As an upper bound, we can look at what various versions of the Bellman–Ford algorithm actually do. The simplest choice is just to repeat all pairs of indexes, \(n-1\) times: for four symbols (graphs with five vertices, but not counting the start), repeat 12–13–14–21–23–24–31–32–34–41–42–43 three times. For \(n\) symbols, this would require a total of \(\bigl(1-o(1)\bigr)n^3\) pairs. A technique of Yen improves this by listing the ascending pairs in ascending order and then the descending pairs in descending order: 12–13–14–23–24–34–43–42–32–41–31–21. Such a sequence can cover the pairs from any run of ascending symbols followed by any run of descending symbols: for instance, it would by itself cover the pairs from the permutations 1234, 1243, 1342, 1432, 2341, 2431, 3421, and 4321, which each consist of one ascending and one descending run. In general, you only need to repeat this ascending-descending pair sequence \(\lceil n/2\rceil\) times to cover all ascending and descending runs, giving pair supersequences of length \(\bigl(\tfrac12-o(1)\bigr)n^3\). And if you’re willing to tolerate a randomized algorithm that is correct only with high probability instead of with certainty, a paper of mine with Michael Bannister from 2012 randomly permutes the symbols before using Yen’s ascending-descending method to achieve length \(\bigl(\tfrac13+o(1)\bigr)n^3\).

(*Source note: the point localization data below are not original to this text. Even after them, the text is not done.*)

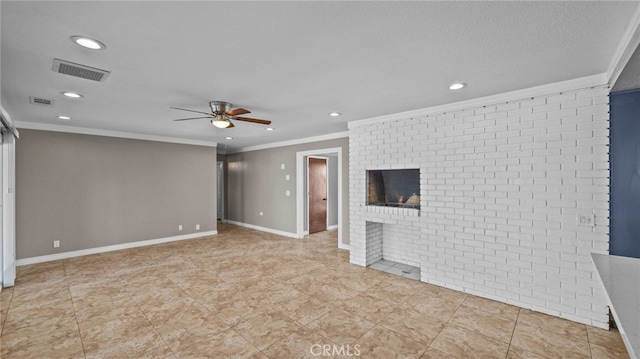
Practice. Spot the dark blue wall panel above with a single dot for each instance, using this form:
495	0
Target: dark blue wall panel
625	173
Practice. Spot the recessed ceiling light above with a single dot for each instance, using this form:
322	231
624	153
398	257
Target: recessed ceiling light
72	94
88	43
457	86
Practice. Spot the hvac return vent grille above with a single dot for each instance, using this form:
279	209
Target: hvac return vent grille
77	70
40	101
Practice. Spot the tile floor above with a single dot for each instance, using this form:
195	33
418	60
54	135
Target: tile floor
248	294
399	269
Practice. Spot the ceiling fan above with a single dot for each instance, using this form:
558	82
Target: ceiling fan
222	113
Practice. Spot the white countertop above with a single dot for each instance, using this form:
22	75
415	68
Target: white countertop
620	277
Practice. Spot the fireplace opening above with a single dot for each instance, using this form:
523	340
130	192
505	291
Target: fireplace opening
394	188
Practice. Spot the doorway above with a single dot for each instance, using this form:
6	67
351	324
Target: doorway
317	193
220	190
335	175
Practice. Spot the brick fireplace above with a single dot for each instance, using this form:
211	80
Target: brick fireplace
501	185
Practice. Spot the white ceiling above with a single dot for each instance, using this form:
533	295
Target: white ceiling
290	62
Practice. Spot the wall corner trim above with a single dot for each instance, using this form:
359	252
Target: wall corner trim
331	136
107	133
543	90
626	48
263	229
115	247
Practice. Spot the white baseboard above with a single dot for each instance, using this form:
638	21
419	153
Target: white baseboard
115	247
344	246
263	229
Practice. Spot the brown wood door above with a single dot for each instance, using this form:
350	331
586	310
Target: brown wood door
317	194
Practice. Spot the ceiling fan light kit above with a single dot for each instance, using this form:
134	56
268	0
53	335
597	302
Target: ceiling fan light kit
220	122
222	113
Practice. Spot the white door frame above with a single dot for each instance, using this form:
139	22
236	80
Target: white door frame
326	220
301	196
8	211
220	189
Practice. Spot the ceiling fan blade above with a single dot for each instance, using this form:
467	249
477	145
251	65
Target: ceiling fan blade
184	109
253	120
191	118
237	111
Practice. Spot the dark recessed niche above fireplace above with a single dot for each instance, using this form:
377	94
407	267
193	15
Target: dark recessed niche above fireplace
394	188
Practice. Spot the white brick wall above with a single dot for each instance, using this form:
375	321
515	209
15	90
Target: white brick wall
501	187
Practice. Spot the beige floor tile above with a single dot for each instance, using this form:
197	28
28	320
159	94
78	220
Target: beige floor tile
190	324
266	328
490	324
225	344
368	306
381	343
305	308
606	338
548	343
464	343
492	306
560	326
42	342
234	294
396	290
432	353
139	344
302	343
340	326
439	307
418	326
517	353
602	352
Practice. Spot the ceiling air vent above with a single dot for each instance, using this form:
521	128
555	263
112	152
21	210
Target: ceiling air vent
40	101
77	70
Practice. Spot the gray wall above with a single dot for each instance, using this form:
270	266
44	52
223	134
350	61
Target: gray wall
257	184
92	191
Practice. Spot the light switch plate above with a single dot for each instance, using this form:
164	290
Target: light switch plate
586	220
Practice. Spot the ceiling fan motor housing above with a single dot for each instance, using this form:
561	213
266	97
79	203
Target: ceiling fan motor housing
219	107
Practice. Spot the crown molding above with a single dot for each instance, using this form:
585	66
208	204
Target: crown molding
106	133
575	84
626	47
331	136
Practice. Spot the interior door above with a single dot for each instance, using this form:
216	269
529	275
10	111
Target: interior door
317	174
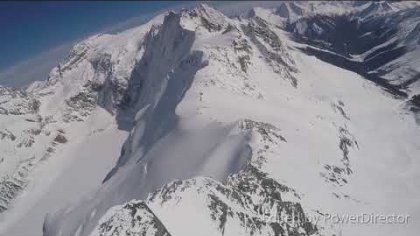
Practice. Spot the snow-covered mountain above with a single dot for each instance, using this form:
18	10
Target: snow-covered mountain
262	124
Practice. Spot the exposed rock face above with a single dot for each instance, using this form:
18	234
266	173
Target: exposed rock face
233	128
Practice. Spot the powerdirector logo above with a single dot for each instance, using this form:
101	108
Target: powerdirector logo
361	218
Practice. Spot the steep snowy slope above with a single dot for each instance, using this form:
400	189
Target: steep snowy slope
234	130
376	39
63	123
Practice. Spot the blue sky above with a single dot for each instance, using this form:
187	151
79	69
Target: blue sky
35	36
29	28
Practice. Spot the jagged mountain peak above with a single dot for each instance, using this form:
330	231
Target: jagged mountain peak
230	123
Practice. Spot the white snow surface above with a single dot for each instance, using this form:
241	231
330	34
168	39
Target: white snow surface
192	80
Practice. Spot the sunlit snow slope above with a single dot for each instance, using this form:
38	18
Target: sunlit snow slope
233	126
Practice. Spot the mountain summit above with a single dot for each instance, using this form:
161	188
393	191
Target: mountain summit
196	123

My newest preprint, “Lower bounds for non-adaptive shortest path relaxation” (arXiv:2305.09230, to appear at WADS), as the title suggests, looks at the lower bound side of the same problem. It shows that deterministically chosen sequences of pairs must have length at least \(\bigl(\tfrac16-o(1)\bigr)n^3\) and that random sequences (correct with high probability) must have length at least \(\bigl(\tfrac1{12}-o(1)\bigr)n^3\). It also contains analogous bounds for graphs that are not complete. However, these lower bounds are still far from the upper bounds. They are not even close enough to tell me whether randomized Bellman–Ford is really better than deterministic Bellman–Ford (in this non-adaptive setting) or whether a better deterministic pair sequence would beat the random one from my 2012 paper.